Mag. Manfred Rupp: Des ist eigentlich recht einfach. Ich habe die Jahre zuvor im Behindertenbereich gearbeitet und ein Freund von mir hat mich angeredet und gesagt: ‚Der Pfarrer Bucher sucht jemanden, der die Leitung des Vinzi Dorfes übernimmt‘, einen Neuen, weil der andere aufgehört hat. Ich habe mir gedacht, eigentlich klingt das nach einer interessanten Aufgabe und habe mich beworben. Und dann bin ich genommen worden.
Jetzt, nach so vielen Jahren leben Sie mit dem Vinzi Dorf schon richtig mit?
Ja, das ist natürlich ein Teil geworden von meinem Leben.
Ich sehe einen Ehering, Sie sind verheiratet…
…ich bin verheiratet und habe drei Kinder, zwischen sechs und elf Jahre alt. Sie waren alle schon einmal oder mehrmals da. Die haben mit den Männern schon Karten gespielt. Die Familie lebt ein bisschen mit, sie kommt ab und zu mit her, wenn wir etwas unternehmen, zum Beispiel Ausflüge machen, dann schaut sie vorbei. Es ist eben nicht nur ein Job, sondern ein bisserl mehr.
Gibt es eigentlich Aggressionsprobleme auch im Dorf, oder geht es eher friedlich ab?
Natürlich gibt es Aggressionspotential, weil der Alkohol die Aggressionsbereitschaft steigert. Das ist einmal so, der eine wird ruhig, der andere wird laut. Das ist da auch und es sind zum Teil Leute, die durch den Alkohol schon eine gewisse Persönlichkeitsveränderung erlebt haben.

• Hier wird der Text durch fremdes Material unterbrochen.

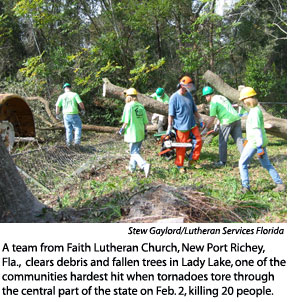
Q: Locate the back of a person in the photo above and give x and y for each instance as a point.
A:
(255, 121)
(69, 103)
(182, 108)
(223, 109)
(135, 131)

Haben Sie Kontakt mit den Anonymen Alkoholikern?
Wir hier nicht? Ich wollte mit einem hingehen, den Termin haben wir schon gehabt, er hat es aber dann nicht geschafft. Dort hinzugehen.
Glauben Sie, dass die Schwellenangst wegfällt, wenn jemand von den Anonymen Alkoholikern hierher käme?
Die Schwellenangst würde sicher wegfallen. Aber das Problem unserer Männer ist, glaube ich, dass sie einfach nicht trocken werden wollen. Es ist schwierig zu sagen. Wir haben einen Bewohner, der mit den Anonymen Alkoholiker schon Kontakt gehabt hat, der schon mehrmals dort war. Aber es ist so, dass viele der Männer schon eine Entzugsgeschichte hinter sich haben, oder eine Therapiegeschichte. Deshalb gibt es vieles, was sie schon kennen, ob das jetzt die stationären Entzüge im LSF (Landesnervenklinik Sigmund Freud, Graz, Anm.) sind, oder Kontakte mit dem Blauen Kreuz – Anonyme Alkoholiker eher weniger – und dass das Interesse nicht mehr so groß ist, auswärtiger Hilfe in Anspruch zu nehmen. Die sagen: ‚Das kenne ich schon alles, das habe ich schon alles probiert, es gelingt mir eh nicht.‘
Das ist eigentlich kein Resignieren sonder ein Arrangieren mit der Situation.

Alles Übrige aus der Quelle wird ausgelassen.